Of course, brandishing quotes from the UN doesn't sit well with isolationist yahoos. So, for them, here are highlights from the White House's own Office of National Drug Control Policy report, which Friday painted an even darker picture: "Current [Afghan opium] cultivation levels equate to a...239% increase in the poppy crop and a 73% increase in potential opium production over 2003 estimates"--a sixfold increase in the three years since the Taliban was driven from Kabul.
No matter whom you listen to, then, the drug war in Afghanistan is a bust. Unfortunately, both the UN and the White House have repeatedly said the drug war and the war on terror are nearly synonymous, especially in Afghanistan, where drug money has long directly and indirectly aided and abetted extremists such as Al Qaeda.
Indeed, this Administration came into office preoccupied by the war on drugs and indifferent to the war on terror. Before 9/11, even though Afghanistan was harboring the world's No. 1 terror suspect and his organization, the White House was so happy with the Taliban regime's drug-trade crackdown that Secretary of State Colin Powell announced in May 2001 May that the United States was extending $43 million in humanitarian aid to Kabul, under UN auspices, as a reward.

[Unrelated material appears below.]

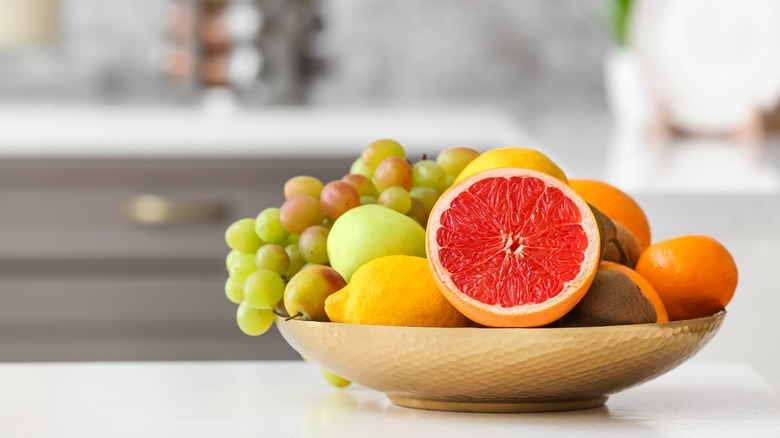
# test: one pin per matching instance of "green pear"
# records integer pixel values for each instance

Now that it has the war on terror as a perfect excuse for such wildly risky fantasies as the wholesale remaking of the Middle East at gunpoint, winning the drug war in Afghanistan is no longer even on the White House's radar. Never mind that the drug trade is booming in Afghanistan and those who harbored bin Laden and Al Qaeda are regrouping.
In the opium haze that threatens to swallow up Afghanistan's vaunted rebirth, it is only the illusion of progress--not progress itself--that is being sold. Because the President has presented all this as a wonderful dream instead of a nightmare that Afghanistan has had before, it raises the question: Just what is he smoking?